そして、ギルド順位2位であるブルーオーシャンはその三大同盟の一つ、青の同盟の筆頭である。
「均衡が崩れるとなると、他の青色にも声かけていったん吸収しちゃったほうがいいんじゃないか?ブルーオーシャンがつぶされることはないだろうが子ギルドの中にはやられちまうところも出てくるだろ?」
各ギルドにはシンボルといわれるギルドの証が存在する。
それらは、ギルドの創設者が設定することが出来、他ギルドのシンボルを破壊することで破壊したギルドの子ギルドにすることが出来るのだ。
「その必要はなさそうだ。おそらくだが今現在優勢なのは青色だ」
「それならチャンスじゃないか、赤色や無色のメンバーが少ないのなら今のうちに同盟を拡大するべきだろう?」
「俺も最初はそう思っていたんだが、元のゲームの世界に戻ると思うか?戻るのなら今のうちに引き抜きなり吸収なりしてギルドを大きくするべきだが戻らない可能性を考えるとどうすればいいのか正直分からない。赤色の提案では各ギルド、同盟をそのままに三大同盟を一つにする案が出ている」
世界の異常から約1週間、システムに異常があった場合通常はメンテナンスを行うため、回線が切断されゲーム内から排出される。しかしながらゲームへの接続は続いているし、システムの異常を知らせるアナウンスすらないのだ。
ローガンは言葉を続ける
「そもそも1週間近くもゲームを続けることが出来ていることが異常だ。エルドラドの世界は現実の時間の速さと同じなんだぞ?食事をせずにもうすぐ1週間だ、大事件のはずなのに何も起きないんだ。これだけの出来事に運営が気付かないはずがないだろ」
ソースケが言葉を発しようとするが思うように言葉が出ない。認めたくないが納得のいく答えが見つからないのだろう。
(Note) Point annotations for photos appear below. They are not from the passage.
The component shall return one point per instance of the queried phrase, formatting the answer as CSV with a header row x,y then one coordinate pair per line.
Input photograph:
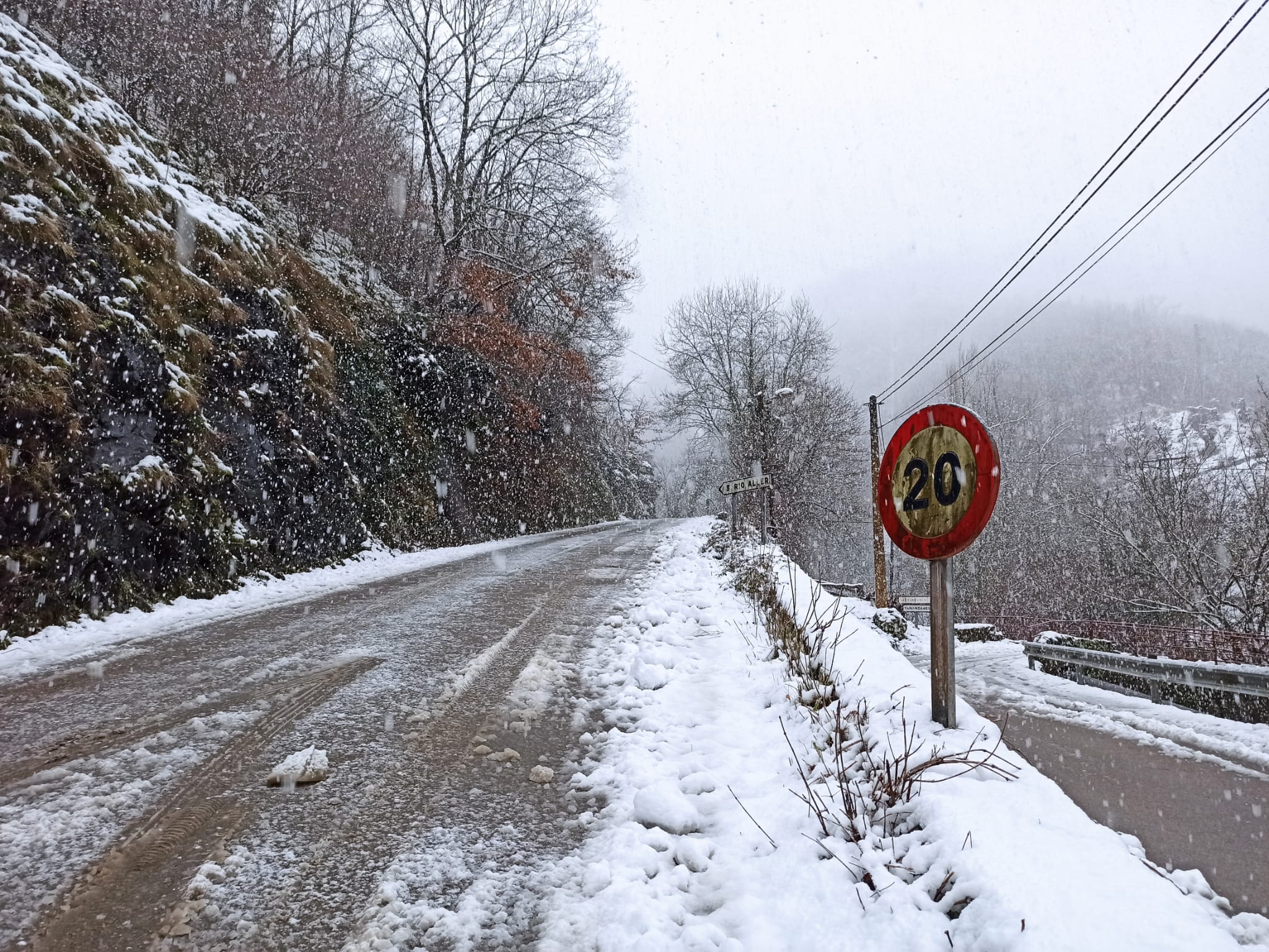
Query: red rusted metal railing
x,y
1145,640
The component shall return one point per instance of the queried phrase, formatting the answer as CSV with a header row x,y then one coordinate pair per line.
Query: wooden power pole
x,y
882,596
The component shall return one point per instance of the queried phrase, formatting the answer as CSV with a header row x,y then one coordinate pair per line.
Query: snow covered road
x,y
1195,788
134,808
580,741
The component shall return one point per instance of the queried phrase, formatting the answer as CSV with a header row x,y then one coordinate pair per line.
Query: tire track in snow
x,y
149,866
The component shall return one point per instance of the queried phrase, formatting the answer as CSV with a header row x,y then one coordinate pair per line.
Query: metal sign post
x,y
936,492
942,642
747,484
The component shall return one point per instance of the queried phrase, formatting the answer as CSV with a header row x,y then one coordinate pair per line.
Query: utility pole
x,y
882,596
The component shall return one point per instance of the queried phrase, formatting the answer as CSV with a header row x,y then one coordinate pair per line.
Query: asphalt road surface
x,y
121,780
1193,805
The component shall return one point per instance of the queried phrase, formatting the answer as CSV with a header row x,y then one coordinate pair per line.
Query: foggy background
x,y
892,160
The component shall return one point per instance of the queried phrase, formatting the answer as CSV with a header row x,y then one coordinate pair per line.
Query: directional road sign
x,y
732,486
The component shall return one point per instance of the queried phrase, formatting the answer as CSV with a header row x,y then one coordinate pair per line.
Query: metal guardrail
x,y
1143,639
1192,675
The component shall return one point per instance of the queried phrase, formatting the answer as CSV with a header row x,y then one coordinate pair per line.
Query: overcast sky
x,y
891,159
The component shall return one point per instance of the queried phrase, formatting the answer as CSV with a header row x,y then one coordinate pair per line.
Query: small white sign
x,y
744,485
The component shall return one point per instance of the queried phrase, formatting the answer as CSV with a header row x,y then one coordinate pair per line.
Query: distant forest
x,y
1136,474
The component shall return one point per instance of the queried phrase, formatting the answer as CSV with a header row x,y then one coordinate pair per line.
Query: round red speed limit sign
x,y
938,483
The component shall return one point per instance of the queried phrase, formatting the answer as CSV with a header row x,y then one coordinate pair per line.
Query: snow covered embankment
x,y
921,838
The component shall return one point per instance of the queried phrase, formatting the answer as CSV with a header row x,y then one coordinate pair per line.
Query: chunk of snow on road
x,y
650,677
664,805
307,766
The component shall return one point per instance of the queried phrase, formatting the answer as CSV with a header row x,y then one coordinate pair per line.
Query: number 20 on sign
x,y
937,489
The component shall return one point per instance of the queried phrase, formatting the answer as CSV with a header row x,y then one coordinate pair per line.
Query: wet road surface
x,y
134,811
1192,800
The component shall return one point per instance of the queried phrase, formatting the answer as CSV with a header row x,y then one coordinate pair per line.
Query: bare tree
x,y
753,380
516,116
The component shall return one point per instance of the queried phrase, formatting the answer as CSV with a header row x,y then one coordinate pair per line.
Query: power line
x,y
996,290
1031,314
649,359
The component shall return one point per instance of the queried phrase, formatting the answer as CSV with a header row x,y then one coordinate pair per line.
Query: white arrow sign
x,y
744,485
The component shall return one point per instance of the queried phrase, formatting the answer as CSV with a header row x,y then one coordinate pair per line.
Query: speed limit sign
x,y
938,483
936,491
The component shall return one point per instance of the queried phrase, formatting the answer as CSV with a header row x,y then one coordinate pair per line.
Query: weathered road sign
x,y
939,481
732,486
938,485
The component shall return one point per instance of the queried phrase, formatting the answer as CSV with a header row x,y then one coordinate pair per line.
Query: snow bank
x,y
700,838
60,644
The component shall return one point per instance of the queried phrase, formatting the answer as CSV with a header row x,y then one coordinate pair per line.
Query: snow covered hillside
x,y
191,393
698,798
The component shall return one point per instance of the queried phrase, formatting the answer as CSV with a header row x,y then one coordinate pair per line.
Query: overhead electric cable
x,y
1170,187
996,290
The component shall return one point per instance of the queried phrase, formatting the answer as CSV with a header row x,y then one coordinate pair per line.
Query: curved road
x,y
134,808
「……そうだよな。会社なり家族も気付かないはずないもんな。でも元に戻らない場合を考えてどうするんだ?他の同盟とも同盟を組むのか?」
「ああ、今はプレイヤー同士で争っている場合じゃない。闘うべき相手はモンスターとNPCだ」
「モンスターに気を付けるってのはわかるけど、どうしてNPCにも注意しなりゃならないんだ?あいつらはゲーム進行のサポーターみたいなもんだろ?」
「今まではな。今後もそうだとは限らないってことさ。とりあえず、ここで話す内容じゃない今度ゆっくり話そう」
ローガンは一瞬店主の方に視線をやるとソースケに戻す。
「……そうか、わかったよ」
話を途中で終わらされて、とても納得できてはいないが普段と違うローガンの態度に身がこわばる。
街中のNPCにさえ気を付け無ければならないという状況、いったいどんな状況だというのだろうか。考えるだけで手に汗が浮かんでくるのをソースケは感じていた。